Awards for 2020 Observer of the Year

 

Our center has a number of gifted observers. I read your reports on Astro or in Stardust and am impressed by your dedication and attention to detail, a skill that I must presume takes years effort to master. Of the reports I read one in particular jumped out at me, 2000 NCG’s. To accomplish that feat is something I could never imagine myself doing. This observer has also conceived and executed a Messier marathon – marathon where 110 objects are observered and running 42km in a single night. I have to sit down for a few minutes after just setting my scope up. So this year’s Observer of the Year award goes to Warren Finlay.

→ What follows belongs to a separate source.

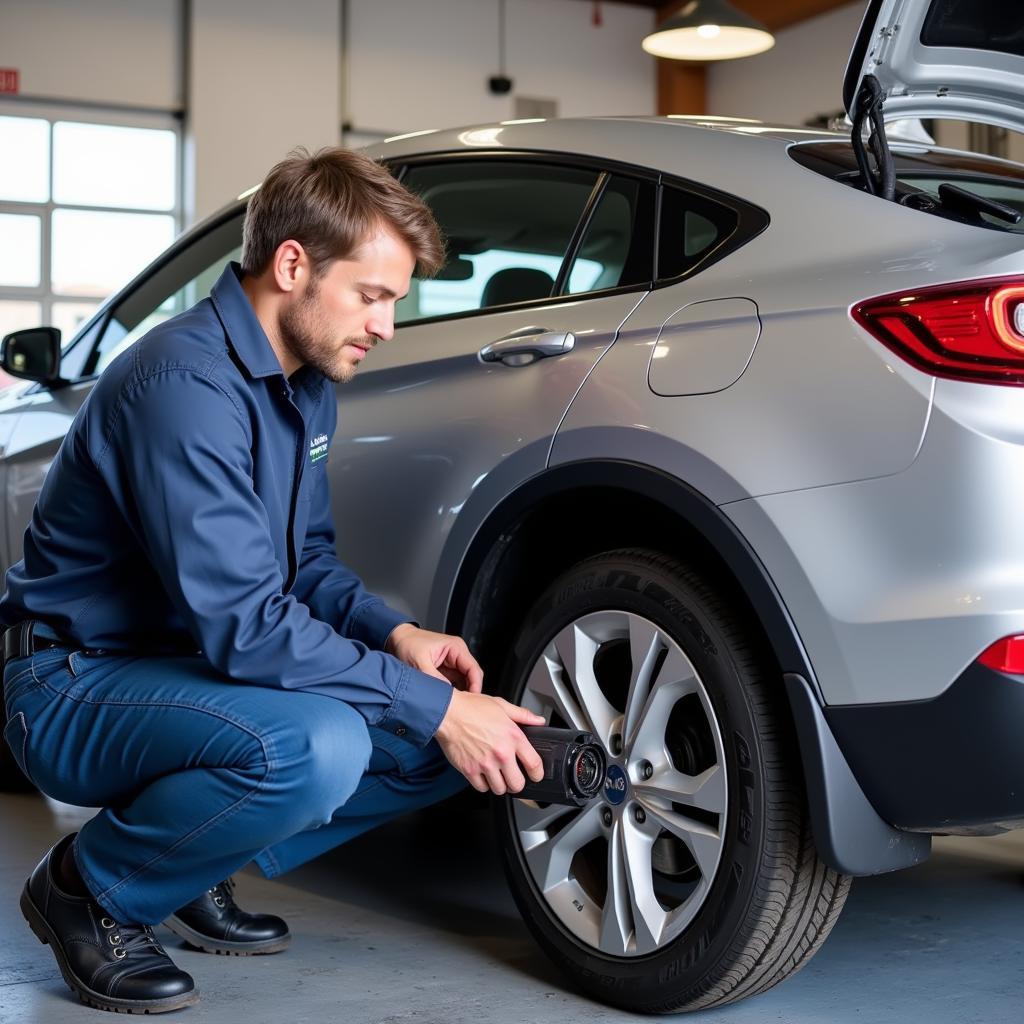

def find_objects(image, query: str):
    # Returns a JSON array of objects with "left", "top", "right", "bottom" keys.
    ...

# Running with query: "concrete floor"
[{"left": 0, "top": 796, "right": 1024, "bottom": 1024}]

Awards for 2020 President’s Award for Service to the Centre

I first got to know the recipient of this award at the first Jasper Dark Sky Festival. We were assigned to set up telescopes on the Pyramid Lake Island. This involved several trips up and down some switch backs a narrow bumpy path, a bridge to the island and another narrow bumpy path on the island. We both had a lot of equipment and I had a handcart which we shared. Neither of us remembers that night fondly as it was a real pain to move our scopes on and off that island.

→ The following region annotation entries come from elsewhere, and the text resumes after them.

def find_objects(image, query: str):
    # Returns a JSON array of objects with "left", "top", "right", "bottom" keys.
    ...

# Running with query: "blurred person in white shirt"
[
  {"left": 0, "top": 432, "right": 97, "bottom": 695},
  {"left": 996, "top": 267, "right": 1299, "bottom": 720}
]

The recipient who has been the keeper of the books for the past eight years is stepping aside this year.  He has also coordinated our contribution to the JDSF including conceiving and executing the red light walkway and assigned telescope targets to our volunteers at the JDSF. His contribution on council and to the overall operation of our Centre has been invaluable. This year’s President’s Award for Service to Edmonton Centre goes to Jay Lavender

Awards for 2020 Franklin Loehde Award for Project of the Year

A project takes a vision of where you want end up, planning and execution over a period of time. My old physics 30 teacher back at Shep, Mr. Wynn use to say a picture is worth a thousand words, and one mark on the test. Sometimes you can explain something to someone and they just don’t get it, but show them a picture and the light bulb goes on. We watch the sky, we know the movement of the Sun through the year. Ask someone where the Sun sets and they’ll say the west. Well yes it does set due west, twice a year. The rest of the time it sets westish. To illustrate this point this year’s winner took a series of sunset images from the same location to show the movement of the Sun through the seasons. The result was an image that was worthy of an Astronomy Picture the Day which was titled “Equinox in the Sky” For this effort the Franklin Loehde award for Project of the Year goes to Luca Vanzella.